Does anyone have any better options? Is the metal so thin that I should just go to a body shop to safe? The metal has no rust, so I do not think I have to worry about weak points.

Any help would be greatly appreciated! :stupid:

I inherited a problem like that when I picked up my current Z a decade ago. Mine was more caved-in, like the PO ran over a Stop Sign or something. It ripped some of the spot welds out on the pass side and pushed the floor up. What I did to repair it was to buy a length of ALL-Thread, Two big washers, Corresponding nuts and a 2x4. Sounds wacked out... But wait.

I drilled a Hole in the floorboard the size of the ALL-Thread and another hole in the 2x4. I placed the 2x4 under the car with one end on a Frame Rail and the other end sticking out by the Rocker Panel - like a pedal.

Next I ran the ALL-Thread thru the Floorboard and the 2x4 and took up the slack with the Nuts and Washers so that the 2x4 was tight against the bottom of the car.

With all of this done, I then could push down on the 2x4 thereby pulling the floor back into the original position. I might have had to reposition the 2x4 a couple of times. When the Z was repainted, the body shop repaired all of the spot welds and holes I made and sealed it up with seam sealer and paint.

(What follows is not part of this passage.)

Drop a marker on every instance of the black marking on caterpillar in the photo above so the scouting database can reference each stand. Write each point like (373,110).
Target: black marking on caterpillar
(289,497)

I am hoping that your Ooops was less severe than that. Without seeing the damage, I think perhaps you could pop it back with a large Heavy hammer until it gets close to being flat. Then you could get a flat piece of metal or 2x4 and place it on a Jack, snugging it up to the Floorpan and then just finish it out with the hammer. The metal/2x4/Jack setup would act as an dolly and prevent the metal from stretching the opposite way.

You might also try my more scientific method I described first, then buy a plug and seal up the hole top and bottom when you are done.

If any of this makes you hesitate, go to a body shop to be safe.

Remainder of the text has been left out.